Self Fornicator said:


> on NA you need a specific size pipe to "tune" your power range to your taste (smaller=lower power band, larger=more top end)
> 
> on a turbo car the turbo provides the scavenging needed, the exhaust after that is simply to rout the gasses where they need to be.
> 
> i beg of you not to do this. just use one. :cheers:


could you please stop giving bad advice? thanks.


----------



## Nismo1997 (Dec 26, 2003)

I say only do one. Your not gaining much but laughts. I was never a fan of daul exhaust on Imports, 4 cylinders to narrow it down


----------



## pete? (Jul 6, 2004)

screw it, delete this too.


----------



## himbo (Sep 20, 2003)

wes said:


> I am not going to tell you what I think of the overall idea... Honestly if you split the pipe before the rear axle it will hang horribly low! It will probably need to be split after the axle to do this properly, next the N1 is a big muffler, you will want to use at least a 2.5" inlet on the muffler.

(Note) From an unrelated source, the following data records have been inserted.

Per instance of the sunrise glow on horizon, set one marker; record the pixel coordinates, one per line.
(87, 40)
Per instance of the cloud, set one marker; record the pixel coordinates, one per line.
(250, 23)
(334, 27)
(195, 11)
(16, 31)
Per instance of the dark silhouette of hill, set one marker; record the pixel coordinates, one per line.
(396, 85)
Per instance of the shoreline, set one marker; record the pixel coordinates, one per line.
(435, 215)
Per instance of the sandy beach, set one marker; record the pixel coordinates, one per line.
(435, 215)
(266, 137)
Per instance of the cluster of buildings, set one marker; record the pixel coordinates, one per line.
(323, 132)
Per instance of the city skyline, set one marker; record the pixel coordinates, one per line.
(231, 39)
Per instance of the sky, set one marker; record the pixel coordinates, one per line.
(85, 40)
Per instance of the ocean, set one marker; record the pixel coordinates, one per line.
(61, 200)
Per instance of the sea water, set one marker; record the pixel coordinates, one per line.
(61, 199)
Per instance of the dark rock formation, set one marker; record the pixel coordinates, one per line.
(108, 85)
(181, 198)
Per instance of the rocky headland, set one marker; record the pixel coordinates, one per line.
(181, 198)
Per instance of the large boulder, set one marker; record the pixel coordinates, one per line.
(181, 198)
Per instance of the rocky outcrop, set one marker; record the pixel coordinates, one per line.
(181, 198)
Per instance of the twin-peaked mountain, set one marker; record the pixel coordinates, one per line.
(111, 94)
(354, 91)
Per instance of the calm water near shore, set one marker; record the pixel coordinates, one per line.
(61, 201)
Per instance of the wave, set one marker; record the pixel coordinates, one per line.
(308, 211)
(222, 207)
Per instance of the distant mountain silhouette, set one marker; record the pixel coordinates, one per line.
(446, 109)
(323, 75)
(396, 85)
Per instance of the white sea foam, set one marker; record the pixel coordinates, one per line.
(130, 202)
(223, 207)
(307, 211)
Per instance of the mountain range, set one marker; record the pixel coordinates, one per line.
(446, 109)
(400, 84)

With that it may be a challenge to mount the muffler on the driver side of the car, I know it can be done but it will take some work.
> 
> Lastly there is no such thing as too big on a turbo car.


thanks wes, as always, your advice is highly appreciated. :thumbup: i'm going to put it up on a lift and we'll see where it goes. i just thought it would look bad-ass

as for self fornicator, listen man, if you dont appreciate my ideas, then thats fine, but dont go around saying delete this, delete that, if you dont like what i have to say then, dont look my posts or threads. i'm just asking for some common courtesy man. i do the same for others, and i expect it to be 
reciprocated

hmmmm.... i figured that because it was a turbo-back it would go in the F/I section, oh well


----------



## wes (Apr 30, 2002)

I want to know who moved this to cosmetic mods.? Just because dual exhaust isn't necessary for performance, it's applicibility on a turbo car does not warrant a post in cosmetic. Turbo or GA16 but not cosmetic. I am moving this BACK to where it was!


----------



## James (Apr 29, 2002)

sorry read the first couple lines and misread.


----------



## wes (Apr 30, 2002)

James said:


> sorry read the first couple lines and misread.


You're fired


----------



## James (Apr 29, 2002)

himbo said:


> i think it would look kick ass. but is it too big for the motor?


that set off my ricer alarm


----------



## chimmike (Oct 17, 2002)

one question: Are you turbo yet?

if not, I think there are bigger things you need to worry about other than making dual exhaust....


----------



## himbo (Sep 20, 2003)

chimmike said:


> one question: Are you turbo yet?
> 
> if not, I think there are bigger things you need to worry about other than making dual exhaust....


nope, but i wanna have a plan set up before i pull anything apart. this is just a little bit of brainstorming. i still havent decided how my turbo back is gonna be like. 
i have already started to collect some parts, so now i'm definitely committed. its not a true dual exhaust till the end of the setup, so i'm not sure if i would call it a dual exhaust imo.


----------



## chimmike (Oct 17, 2002)

himbo said:


> nope, but i wanna have a plan set up before i pull anything apart. this is just a little bit of brainstorming. i still havent decided how my turbo back is gonna be like.
> i have already started to collect some parts, so now i'm definitely committed. its not a true dual exhaust till the end of the setup, so i'm not sure if i would call it a dual exhaust imo.



well, like I said, you should be more concerned with the turbo kit, making sure you have all the right parts and getting the car running right before worrying about looks or dual exhaust and crap like that............one step at a time


----------



## himbo (Sep 20, 2003)

chimmike said:


> well, like I said, you should be more concerned with the turbo kit, making sure you have all the right parts and getting the car running right before worrying about looks or dual exhaust and crap like that............one step at a time


i wouldn't have it any other way :thumbup:


----------



## Chuck (Nov 19, 2003)

exhaust.. pfft.. why, GO open Downpipe


----------



## himbo (Sep 20, 2003)

Chuck said:


> exhaust.. pfft.. why, GO open Downpipe


i think i'll try to keep it emission legal. jersey emissions are hardcore, they inspect my car through the OBDII, not with the exhaust. i cant use someone else's car to pass mine, because the OBDII gives them all the info, and i think even confirms the VIN


----------